Russia's wasteful energy use also leads to local pollution and accumulation of
climate-altering gases in the global atmosphere. Russia currently stands as the
world's third-leading emitter of anthropogenic greenhouse gases, surpassed only by the
United States and China.
The barriers to greater efficiency in Russian buildings are
formidable. The indigenous Russian construction industry remains highly centralized, and
consists largely of antiquated facilities too short on cash to make desperately needed
upgrades. Building designers, who have for generations been expected to stand
in passive acceptance of state-sanctioned standard designs, lack knowledge of advanced
design techniques and new technologies, even those with emerging prospects in the Russian
market. Among consumers, the scarcity of information is just as acute. Most
apartments lack meters for heat consumption, even at the whole-building level; residents
pay flat fees based on floor area, not actual use. Thus they have no way to identify
conservation opportunities and no cost incentive to pursue them.

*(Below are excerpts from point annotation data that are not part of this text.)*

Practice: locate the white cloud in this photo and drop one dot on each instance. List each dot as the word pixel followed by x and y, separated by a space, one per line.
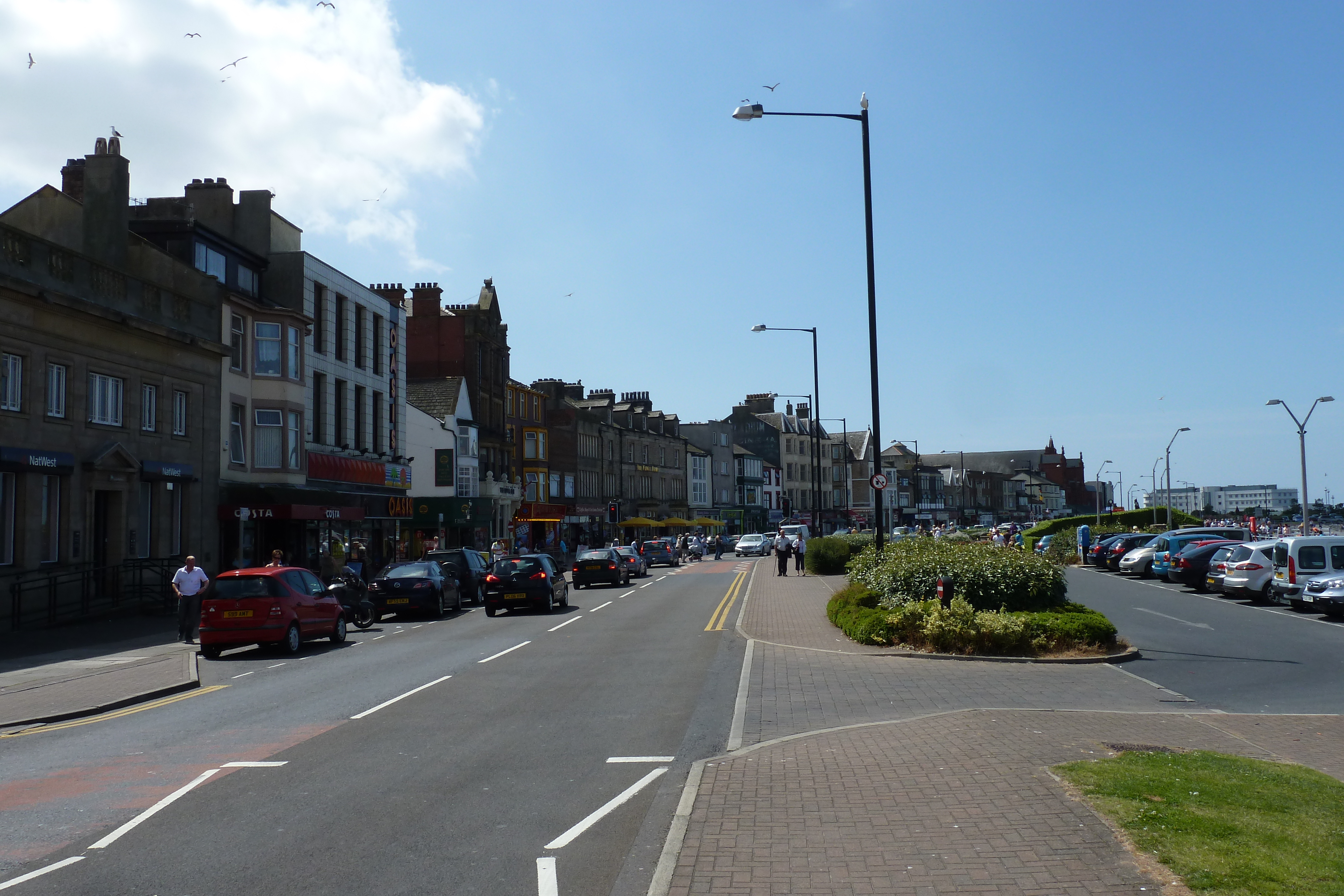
pixel 323 112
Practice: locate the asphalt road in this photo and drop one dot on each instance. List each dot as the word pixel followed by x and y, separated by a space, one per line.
pixel 459 788
pixel 1225 655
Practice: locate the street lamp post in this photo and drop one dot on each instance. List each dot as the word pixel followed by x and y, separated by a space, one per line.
pixel 748 113
pixel 1302 444
pixel 1185 429
pixel 815 399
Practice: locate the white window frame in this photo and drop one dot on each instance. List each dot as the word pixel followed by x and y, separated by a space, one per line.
pixel 57 390
pixel 11 382
pixel 106 395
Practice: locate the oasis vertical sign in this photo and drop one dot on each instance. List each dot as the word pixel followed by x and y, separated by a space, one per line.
pixel 444 472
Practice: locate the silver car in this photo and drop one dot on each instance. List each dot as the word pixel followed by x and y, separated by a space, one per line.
pixel 1251 569
pixel 1139 562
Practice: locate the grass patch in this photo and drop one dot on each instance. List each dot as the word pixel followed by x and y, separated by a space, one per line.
pixel 1229 827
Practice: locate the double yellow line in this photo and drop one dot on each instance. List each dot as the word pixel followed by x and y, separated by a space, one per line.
pixel 118 714
pixel 721 613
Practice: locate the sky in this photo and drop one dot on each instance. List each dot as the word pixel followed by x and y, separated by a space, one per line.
pixel 1093 222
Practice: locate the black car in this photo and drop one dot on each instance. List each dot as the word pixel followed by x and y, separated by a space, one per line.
pixel 1123 546
pixel 529 581
pixel 600 566
pixel 661 551
pixel 417 585
pixel 470 569
pixel 1191 566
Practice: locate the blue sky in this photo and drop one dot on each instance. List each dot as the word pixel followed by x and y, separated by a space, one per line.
pixel 1095 222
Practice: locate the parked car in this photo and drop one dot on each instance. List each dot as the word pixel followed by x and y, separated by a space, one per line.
pixel 1123 546
pixel 1299 559
pixel 635 563
pixel 470 569
pixel 600 566
pixel 415 585
pixel 280 606
pixel 1139 562
pixel 1218 567
pixel 1251 570
pixel 1190 567
pixel 661 551
pixel 752 546
pixel 530 581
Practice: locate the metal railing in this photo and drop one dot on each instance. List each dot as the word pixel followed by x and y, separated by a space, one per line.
pixel 41 600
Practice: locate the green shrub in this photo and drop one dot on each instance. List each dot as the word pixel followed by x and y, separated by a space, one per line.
pixel 986 575
pixel 827 557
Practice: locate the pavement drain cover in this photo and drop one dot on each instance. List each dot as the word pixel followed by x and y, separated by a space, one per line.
pixel 1124 748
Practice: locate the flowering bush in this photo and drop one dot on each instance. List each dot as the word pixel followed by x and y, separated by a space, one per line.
pixel 987 577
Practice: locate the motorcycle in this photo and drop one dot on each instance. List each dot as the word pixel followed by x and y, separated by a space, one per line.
pixel 353 594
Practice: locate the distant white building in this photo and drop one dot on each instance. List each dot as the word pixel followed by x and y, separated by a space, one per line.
pixel 1226 499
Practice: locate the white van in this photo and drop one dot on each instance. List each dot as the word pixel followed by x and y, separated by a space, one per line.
pixel 1300 559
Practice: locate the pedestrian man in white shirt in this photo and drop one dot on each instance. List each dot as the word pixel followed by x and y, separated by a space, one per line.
pixel 187 584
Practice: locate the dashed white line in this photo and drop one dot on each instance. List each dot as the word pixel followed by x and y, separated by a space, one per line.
pixel 503 652
pixel 401 698
pixel 62 864
pixel 568 838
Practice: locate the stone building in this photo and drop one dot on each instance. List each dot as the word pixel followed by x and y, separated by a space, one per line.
pixel 110 399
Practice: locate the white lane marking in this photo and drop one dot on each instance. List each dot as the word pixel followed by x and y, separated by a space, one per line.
pixel 163 804
pixel 50 868
pixel 546 883
pixel 503 652
pixel 568 838
pixel 401 698
pixel 1198 625
pixel 740 706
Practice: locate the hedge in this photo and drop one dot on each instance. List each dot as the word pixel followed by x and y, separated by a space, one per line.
pixel 989 577
pixel 927 625
pixel 1122 522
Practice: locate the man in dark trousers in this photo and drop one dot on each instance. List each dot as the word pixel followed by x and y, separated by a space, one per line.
pixel 783 549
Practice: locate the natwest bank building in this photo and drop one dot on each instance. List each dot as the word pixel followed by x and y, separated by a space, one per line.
pixel 350 512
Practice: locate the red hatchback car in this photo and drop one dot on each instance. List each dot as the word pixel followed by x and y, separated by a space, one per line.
pixel 269 606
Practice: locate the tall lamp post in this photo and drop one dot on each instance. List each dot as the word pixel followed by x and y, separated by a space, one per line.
pixel 757 111
pixel 816 401
pixel 1302 444
pixel 1185 429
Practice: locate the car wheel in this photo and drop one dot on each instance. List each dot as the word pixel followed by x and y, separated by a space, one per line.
pixel 292 640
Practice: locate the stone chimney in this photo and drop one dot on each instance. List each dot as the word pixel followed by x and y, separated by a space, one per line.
pixel 427 300
pixel 107 205
pixel 760 403
pixel 72 179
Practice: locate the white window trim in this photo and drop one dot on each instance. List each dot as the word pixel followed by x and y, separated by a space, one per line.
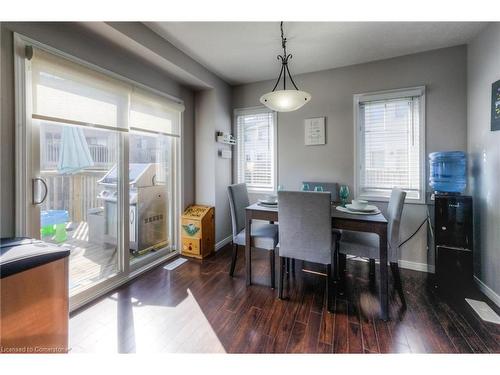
pixel 385 95
pixel 247 111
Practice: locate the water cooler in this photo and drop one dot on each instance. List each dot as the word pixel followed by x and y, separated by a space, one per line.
pixel 452 219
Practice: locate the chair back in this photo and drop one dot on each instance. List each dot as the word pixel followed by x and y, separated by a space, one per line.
pixel 394 213
pixel 305 226
pixel 238 201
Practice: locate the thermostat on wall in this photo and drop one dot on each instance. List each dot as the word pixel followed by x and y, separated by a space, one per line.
pixel 225 154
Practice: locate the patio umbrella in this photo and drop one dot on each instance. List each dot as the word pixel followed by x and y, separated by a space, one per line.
pixel 74 154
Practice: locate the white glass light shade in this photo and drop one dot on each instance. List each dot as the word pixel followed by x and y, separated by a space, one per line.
pixel 285 100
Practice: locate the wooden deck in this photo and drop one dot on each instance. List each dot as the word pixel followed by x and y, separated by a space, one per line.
pixel 89 262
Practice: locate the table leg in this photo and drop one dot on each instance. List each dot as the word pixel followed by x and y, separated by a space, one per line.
pixel 248 260
pixel 384 275
pixel 335 259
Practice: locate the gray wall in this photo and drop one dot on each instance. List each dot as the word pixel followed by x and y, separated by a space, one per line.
pixel 483 60
pixel 213 174
pixel 443 72
pixel 71 38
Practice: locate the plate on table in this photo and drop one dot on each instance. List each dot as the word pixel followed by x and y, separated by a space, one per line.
pixel 367 208
pixel 346 210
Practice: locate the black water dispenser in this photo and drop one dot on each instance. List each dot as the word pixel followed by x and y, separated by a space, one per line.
pixel 453 241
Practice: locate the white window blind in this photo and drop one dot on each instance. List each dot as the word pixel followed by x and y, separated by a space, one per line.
pixel 69 92
pixel 390 145
pixel 256 149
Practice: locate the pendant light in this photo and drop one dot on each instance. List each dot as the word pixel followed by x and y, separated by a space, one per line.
pixel 285 100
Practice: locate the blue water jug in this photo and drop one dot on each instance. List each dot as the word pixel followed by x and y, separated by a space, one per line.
pixel 448 171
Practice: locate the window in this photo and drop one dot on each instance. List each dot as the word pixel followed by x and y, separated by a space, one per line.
pixel 256 158
pixel 390 141
pixel 82 129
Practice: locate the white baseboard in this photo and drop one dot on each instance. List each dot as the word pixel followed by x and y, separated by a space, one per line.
pixel 223 243
pixel 487 291
pixel 415 266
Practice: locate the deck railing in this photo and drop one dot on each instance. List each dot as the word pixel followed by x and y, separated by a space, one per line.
pixel 74 193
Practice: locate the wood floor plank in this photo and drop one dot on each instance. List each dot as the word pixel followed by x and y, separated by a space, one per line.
pixel 198 307
pixel 340 332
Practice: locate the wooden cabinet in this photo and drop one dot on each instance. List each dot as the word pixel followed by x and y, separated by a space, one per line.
pixel 198 231
pixel 34 312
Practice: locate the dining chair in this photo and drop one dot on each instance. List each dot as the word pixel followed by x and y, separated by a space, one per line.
pixel 305 232
pixel 366 245
pixel 264 236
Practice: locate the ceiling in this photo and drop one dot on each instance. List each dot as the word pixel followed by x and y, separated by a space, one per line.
pixel 242 52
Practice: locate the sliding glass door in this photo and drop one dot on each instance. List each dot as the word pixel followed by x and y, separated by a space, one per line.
pixel 76 212
pixel 99 168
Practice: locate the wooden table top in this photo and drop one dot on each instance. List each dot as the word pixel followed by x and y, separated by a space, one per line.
pixel 378 218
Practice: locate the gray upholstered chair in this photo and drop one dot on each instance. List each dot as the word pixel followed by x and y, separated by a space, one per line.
pixel 366 245
pixel 305 231
pixel 264 236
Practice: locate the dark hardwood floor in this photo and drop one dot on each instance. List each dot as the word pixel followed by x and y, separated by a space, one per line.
pixel 199 308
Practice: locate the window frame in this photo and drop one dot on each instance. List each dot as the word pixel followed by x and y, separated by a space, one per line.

Development of a flexible and innovative building-code model
for Russias regions
Over the last ten years, IMT has
joined the Natural Resources Defense
Council (NRDC) and the Moscow-based Center for Energy Efficiency (CENEf) in an
effort to develop an innovative model energy-efficiency code for use in Russia. This
model code is helping to surmount information barriers among designers, contractors, and
consumers, resulting in buildings that are more cost-effective, comfortable, and
environmentally friendly. The project team has worked with Russian regions, the Russian
Federation government, and Russian NGOs to encourage adoption and enforcement of codes
based on this model. Implementation of the
model code is resulting
in buildings that are up to 50% more thermally efficient than most existing building
stock, and 40% more efficient than buildings minimally compliant with
prior
codes.
Aside from significant energy savings and pollution prevention,
the model code offers several other powerful advantages. It generates major savings
for regional and municipal governments. It gives greater flexibility to building
designers in how to achieve compliance, leading to enhanced design creativity and cost
optimization without sacrificing energy-conservation goals. The model code also includes
detailed programs of inspection and enforcement, including material on advanced
technologies heretofore unfamiliar to Russian building-code officials.

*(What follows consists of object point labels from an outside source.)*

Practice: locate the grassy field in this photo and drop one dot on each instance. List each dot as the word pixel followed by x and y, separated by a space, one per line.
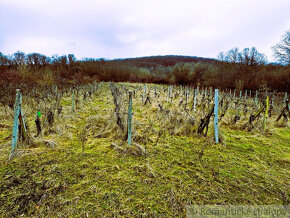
pixel 82 166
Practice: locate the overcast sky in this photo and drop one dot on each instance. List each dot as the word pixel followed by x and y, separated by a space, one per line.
pixel 133 28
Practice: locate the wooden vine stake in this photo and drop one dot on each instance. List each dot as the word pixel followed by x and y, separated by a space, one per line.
pixel 144 93
pixel 256 98
pixel 17 108
pixel 130 119
pixel 216 106
pixel 18 121
pixel 73 100
pixel 266 112
pixel 194 103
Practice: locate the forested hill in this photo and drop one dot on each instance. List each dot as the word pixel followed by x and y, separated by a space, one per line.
pixel 166 60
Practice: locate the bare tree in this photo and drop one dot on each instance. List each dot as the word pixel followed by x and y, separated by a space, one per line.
pixel 282 49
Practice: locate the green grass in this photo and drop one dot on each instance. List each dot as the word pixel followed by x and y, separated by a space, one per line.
pixel 178 170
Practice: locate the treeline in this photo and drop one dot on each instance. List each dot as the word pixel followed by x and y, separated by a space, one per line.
pixel 246 69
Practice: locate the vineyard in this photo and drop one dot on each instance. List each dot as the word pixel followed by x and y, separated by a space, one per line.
pixel 128 149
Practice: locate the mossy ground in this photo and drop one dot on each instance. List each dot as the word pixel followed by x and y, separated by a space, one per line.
pixel 178 169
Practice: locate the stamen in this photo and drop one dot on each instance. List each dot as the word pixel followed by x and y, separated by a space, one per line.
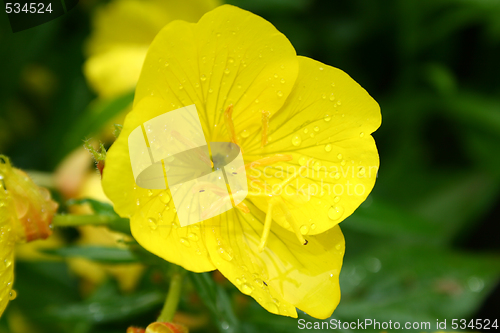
pixel 265 127
pixel 228 119
pixel 291 221
pixel 267 226
pixel 268 160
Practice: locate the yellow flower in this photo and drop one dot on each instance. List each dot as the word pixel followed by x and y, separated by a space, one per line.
pixel 26 212
pixel 304 131
pixel 122 32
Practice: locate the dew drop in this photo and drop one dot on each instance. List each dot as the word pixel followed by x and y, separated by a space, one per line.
pixel 335 212
pixel 226 255
pixel 165 198
pixel 153 223
pixel 304 229
pixel 246 289
pixel 271 307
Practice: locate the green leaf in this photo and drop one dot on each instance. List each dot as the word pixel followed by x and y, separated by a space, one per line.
pixel 108 255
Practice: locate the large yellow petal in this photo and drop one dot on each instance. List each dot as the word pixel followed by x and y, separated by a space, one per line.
pixel 136 22
pixel 286 274
pixel 7 243
pixel 153 219
pixel 325 125
pixel 230 56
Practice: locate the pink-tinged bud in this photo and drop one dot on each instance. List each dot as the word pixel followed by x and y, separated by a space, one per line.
pixel 33 205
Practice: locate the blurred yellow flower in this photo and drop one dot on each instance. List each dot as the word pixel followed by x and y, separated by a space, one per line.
pixel 26 212
pixel 122 32
pixel 304 130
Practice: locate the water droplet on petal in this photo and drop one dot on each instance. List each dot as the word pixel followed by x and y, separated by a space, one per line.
pixel 153 223
pixel 296 141
pixel 246 289
pixel 335 212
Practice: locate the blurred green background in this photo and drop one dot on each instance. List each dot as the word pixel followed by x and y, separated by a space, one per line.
pixel 425 244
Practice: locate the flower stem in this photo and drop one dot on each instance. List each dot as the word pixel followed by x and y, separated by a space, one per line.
pixel 173 297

In May 1998, the Yaroslavl Oblast became the first of
Russias regions to adopt regional building standards based on the model code.
In the years since, a total of 53 regions accounting for more than 75% of
all construction have adopted codes based on the model code. In
2003, the
federal Russian government adopted SNiP 23-02
based on the model code.
More recently, IMT and its partners have begun
to work to replicate our successes in Russia to
Kazakhstan, Ukraine and other Newly Independent States. In 2004,
the Commonwealth of Independent State’s Interstate Scientific-Technical
Commission on Standardization, Technical Norms and Certification in
Construction (known by its Russian abbreviation MNTKS) voted to adopt as
MSN 2.04-02-2004 Russia’s SNiP 23-02, which is based on the team’s model
code. "MSN" is the Russian abbreviation for "Interstate Building Code."
The following countries ratified MSN 2.04-02-2004: Armenia, Moldavia,
Kazakhstan, Kyrgyzstan, Tajikistan, Uzbekistan, and Russia.
The project
is
funded by the U.S.
Environmental Protection Agency and the
Renewable Energy & Energy Efficiency Partnership
(REEEP). IMT’s
earlier work in Russia was funded from by Battelle
Pacific Northwest National Laboratory (PNNL) and the U.S. Department of Energy.